That's a hard question. It gets into the much larger matter of whether the market is a good arbiter of what has social and cultural value, or whether the government needs to step in and subsidise certain things because it really does know better than the wisdom of the masses, who will always prefer Cheetos and ballgames to polenta and Shakespeare.



I'm no libertarian: there are definitely plenty of cases of market failure, where the market fails to provide enough of goods with positive societal and cultural externalities. Art history might even be one of them.

But, as pc2g4d notes, the right way to deal with that is for the government to directly stimulate demand for art history. Not to give cheap loans for students to study art history and then live the rest of their lives in debt.

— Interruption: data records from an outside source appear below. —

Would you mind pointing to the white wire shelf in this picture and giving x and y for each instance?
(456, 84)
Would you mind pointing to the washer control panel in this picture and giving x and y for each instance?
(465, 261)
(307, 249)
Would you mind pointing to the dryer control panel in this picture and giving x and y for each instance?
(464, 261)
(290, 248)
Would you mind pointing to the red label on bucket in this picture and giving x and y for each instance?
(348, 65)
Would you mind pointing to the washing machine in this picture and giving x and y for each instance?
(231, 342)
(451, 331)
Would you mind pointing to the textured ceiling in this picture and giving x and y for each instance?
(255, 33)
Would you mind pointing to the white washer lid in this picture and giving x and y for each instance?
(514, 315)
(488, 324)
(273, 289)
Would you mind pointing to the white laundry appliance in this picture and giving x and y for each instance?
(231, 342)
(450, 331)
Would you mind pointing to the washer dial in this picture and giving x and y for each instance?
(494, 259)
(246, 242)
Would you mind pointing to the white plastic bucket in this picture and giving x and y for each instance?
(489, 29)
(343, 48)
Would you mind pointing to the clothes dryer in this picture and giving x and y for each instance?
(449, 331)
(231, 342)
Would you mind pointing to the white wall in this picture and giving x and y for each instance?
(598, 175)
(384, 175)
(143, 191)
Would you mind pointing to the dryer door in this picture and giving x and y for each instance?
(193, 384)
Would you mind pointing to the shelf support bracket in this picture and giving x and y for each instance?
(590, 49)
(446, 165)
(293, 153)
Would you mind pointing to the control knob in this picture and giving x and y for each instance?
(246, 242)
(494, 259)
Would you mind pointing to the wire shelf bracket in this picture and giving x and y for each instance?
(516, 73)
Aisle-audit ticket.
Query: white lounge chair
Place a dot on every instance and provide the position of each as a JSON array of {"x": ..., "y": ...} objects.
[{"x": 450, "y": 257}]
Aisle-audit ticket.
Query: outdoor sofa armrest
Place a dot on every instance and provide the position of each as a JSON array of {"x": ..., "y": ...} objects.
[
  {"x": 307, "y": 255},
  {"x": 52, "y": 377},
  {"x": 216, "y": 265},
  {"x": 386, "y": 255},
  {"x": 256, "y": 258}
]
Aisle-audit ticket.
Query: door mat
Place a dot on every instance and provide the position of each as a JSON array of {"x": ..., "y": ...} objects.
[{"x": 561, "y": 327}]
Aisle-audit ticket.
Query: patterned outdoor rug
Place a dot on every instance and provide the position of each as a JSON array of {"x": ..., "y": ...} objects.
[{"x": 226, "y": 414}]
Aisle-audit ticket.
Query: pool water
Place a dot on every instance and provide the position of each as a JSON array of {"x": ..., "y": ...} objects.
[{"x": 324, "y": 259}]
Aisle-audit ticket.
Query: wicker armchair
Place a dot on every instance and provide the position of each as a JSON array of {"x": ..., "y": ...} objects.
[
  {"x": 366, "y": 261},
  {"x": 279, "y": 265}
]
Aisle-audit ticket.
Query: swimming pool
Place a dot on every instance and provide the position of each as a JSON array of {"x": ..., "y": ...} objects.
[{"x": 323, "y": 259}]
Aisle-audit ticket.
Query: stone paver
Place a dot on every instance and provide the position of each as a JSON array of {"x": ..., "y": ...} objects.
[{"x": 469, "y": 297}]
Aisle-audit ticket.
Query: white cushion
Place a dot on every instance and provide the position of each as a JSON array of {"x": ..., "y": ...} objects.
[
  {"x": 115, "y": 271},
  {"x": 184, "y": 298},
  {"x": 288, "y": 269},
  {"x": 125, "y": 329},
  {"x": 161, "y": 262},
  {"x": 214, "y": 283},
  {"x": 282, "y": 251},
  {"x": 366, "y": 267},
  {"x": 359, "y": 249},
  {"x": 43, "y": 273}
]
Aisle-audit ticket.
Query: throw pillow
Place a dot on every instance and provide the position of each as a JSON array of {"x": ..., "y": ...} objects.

Personally, I don't buy that the world needs more music and film majors. We seem to have far more music and film than we need already. I can understand why economically irrational young people might think it's fun to spend 4 years watching films, but I don't think we should be subsidizing that choice.


the right way to deal with that is for the government to directly stimulate demand for art history. Not to give cheap loans for students to study art history and then live the rest of their lives in debt.

I would certainly concur with that. I think we're in agreement.


> the government needs to step in and subsidise certain things

It does — but in the right place. Pay a lot to librarians, professors and historians, and then they'll be able to pay commercial rates for their education and banks will offer better loan terms.